A Canadian city is on track to completely eliminate homelessness by way of an extremely humane yet economically sensible plan.
According to Huffington Post, the Southern Alberta city of Medicine Hat launched a five-year plan in April 2009 that revolves around a concept known as "housing first."
March 2015 was the original the deadline to end the epidemic.
The initiative entrusted the Medicine Hat Community Housing Society to find permanent housing for a homeless person within 10 days of discovering the individual is without a home.
Donald Smith, 35, was a former homeless man.
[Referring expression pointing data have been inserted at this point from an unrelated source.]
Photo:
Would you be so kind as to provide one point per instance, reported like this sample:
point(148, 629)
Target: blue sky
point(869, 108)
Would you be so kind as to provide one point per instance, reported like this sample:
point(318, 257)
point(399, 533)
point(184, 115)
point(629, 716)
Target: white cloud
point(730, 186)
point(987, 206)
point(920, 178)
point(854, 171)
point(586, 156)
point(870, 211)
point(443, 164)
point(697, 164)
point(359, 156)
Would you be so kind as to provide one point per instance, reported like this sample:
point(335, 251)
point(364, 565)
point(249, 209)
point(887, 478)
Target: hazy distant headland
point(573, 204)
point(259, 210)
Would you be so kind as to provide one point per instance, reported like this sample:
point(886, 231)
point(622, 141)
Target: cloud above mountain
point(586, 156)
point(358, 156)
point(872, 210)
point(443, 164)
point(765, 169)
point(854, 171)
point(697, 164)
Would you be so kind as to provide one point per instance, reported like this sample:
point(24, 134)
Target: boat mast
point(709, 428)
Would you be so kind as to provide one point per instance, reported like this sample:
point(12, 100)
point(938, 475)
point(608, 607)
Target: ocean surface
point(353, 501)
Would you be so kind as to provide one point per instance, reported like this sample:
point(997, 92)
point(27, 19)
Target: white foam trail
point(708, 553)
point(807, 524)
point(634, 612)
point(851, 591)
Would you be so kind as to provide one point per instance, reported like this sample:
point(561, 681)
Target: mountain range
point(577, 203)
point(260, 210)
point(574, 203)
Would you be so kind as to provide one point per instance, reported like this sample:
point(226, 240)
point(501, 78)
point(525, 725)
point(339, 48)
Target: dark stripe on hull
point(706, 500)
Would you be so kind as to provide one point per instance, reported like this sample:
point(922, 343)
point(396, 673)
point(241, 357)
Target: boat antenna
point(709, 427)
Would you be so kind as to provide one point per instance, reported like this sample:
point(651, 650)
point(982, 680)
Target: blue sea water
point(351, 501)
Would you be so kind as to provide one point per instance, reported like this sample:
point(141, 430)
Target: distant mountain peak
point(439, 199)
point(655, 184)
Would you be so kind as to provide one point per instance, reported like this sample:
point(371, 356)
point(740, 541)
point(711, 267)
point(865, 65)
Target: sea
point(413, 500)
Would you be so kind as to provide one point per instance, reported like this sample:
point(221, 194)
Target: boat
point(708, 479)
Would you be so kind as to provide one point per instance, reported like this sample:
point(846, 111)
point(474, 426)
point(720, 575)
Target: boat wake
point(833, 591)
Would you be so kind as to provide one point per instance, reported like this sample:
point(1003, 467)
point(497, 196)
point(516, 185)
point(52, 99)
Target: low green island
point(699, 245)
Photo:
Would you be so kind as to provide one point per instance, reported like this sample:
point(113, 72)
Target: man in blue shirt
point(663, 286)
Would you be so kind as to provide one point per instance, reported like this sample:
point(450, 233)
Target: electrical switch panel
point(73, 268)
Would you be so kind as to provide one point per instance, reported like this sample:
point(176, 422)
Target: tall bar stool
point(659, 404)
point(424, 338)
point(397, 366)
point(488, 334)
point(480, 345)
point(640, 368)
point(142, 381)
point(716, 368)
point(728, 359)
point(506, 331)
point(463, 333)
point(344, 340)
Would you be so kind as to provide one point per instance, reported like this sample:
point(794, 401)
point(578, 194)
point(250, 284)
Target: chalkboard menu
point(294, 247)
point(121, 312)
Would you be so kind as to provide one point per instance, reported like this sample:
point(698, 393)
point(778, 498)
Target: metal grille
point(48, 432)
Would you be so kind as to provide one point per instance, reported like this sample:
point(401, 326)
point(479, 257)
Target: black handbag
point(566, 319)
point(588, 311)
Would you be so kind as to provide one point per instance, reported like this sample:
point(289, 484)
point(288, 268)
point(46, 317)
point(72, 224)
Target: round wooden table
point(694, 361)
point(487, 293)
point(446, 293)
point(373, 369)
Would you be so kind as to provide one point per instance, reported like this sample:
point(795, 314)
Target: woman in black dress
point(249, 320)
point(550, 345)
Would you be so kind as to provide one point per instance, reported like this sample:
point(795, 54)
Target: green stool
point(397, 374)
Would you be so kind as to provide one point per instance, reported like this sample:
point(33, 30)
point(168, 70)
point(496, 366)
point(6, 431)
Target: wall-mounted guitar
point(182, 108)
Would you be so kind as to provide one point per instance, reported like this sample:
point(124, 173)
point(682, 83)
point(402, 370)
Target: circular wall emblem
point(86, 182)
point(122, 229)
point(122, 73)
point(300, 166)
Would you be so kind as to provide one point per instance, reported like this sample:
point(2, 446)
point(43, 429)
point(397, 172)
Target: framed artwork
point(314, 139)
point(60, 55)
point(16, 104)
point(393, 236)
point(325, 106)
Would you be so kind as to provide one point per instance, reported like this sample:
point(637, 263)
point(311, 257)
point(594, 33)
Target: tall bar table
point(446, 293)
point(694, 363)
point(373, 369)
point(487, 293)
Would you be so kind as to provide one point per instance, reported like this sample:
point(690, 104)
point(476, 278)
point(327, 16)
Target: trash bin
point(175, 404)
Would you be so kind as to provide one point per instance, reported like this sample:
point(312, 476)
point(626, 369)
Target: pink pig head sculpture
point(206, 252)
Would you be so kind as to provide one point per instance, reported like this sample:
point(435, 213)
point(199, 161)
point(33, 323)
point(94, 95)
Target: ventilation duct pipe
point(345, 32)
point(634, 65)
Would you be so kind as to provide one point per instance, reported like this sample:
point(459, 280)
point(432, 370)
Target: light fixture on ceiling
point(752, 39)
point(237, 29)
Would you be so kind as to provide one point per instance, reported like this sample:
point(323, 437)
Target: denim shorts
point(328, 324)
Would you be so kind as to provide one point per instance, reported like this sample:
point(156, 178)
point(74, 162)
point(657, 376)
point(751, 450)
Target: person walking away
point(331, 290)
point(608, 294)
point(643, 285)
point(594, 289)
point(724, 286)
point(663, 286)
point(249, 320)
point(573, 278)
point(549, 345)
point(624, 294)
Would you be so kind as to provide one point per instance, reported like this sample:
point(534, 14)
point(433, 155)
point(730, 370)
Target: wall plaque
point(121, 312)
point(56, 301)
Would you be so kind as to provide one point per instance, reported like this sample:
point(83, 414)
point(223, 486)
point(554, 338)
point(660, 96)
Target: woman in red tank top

He told the Calgary Herald after making an appointment with a housing worker, it was only a few weeks before he was given his own one-bedroom apartment.
I was shocked how they got me a place fast.
Medicine Hat Mayor Ted Clugston opposed the plan for several years before learning how much money it would potentially save the city.
He told CBC News,
If you can get somebody off the street, it saves the emergency room visits, it saves the police, it saves the justice system — and so when you add up all those extra costs... you can buy a lot of housing for that amount of money.
Providing health care and legal services to people who are homeless costs well over $80,000 a year, reports Alberta's Ministry of Human Services.
Placing them in homes using "housing first," however, amounts to nearly $30,000 a year.
As of March 31, 2015, 885 homeless people were given places to live in Medicine Hat.
Mayor Clugston viewed this as a huge success because even though Medicine Hat's population is just about 61,000, the city had nearly as many homeless people per capita as the much larger city of Calgary.
He told the Calgary Herald while homelessness is not officially erased from his city just yet, he believes it may very well happen by the end of the year. At that point, he suggested, the plan can be declared fully "sustainable."
Medicine Hat is one of the seven Canadian communities using the "housing first" plan.
The participation of Calgary, Lethbridge, Edmonton, Grand Prairie, Red Deer and the Regional Municipality of Wood Buffalo resulted in a 16 percent drop in homelessness across all seven regions since 2008, reports the Huffington Post.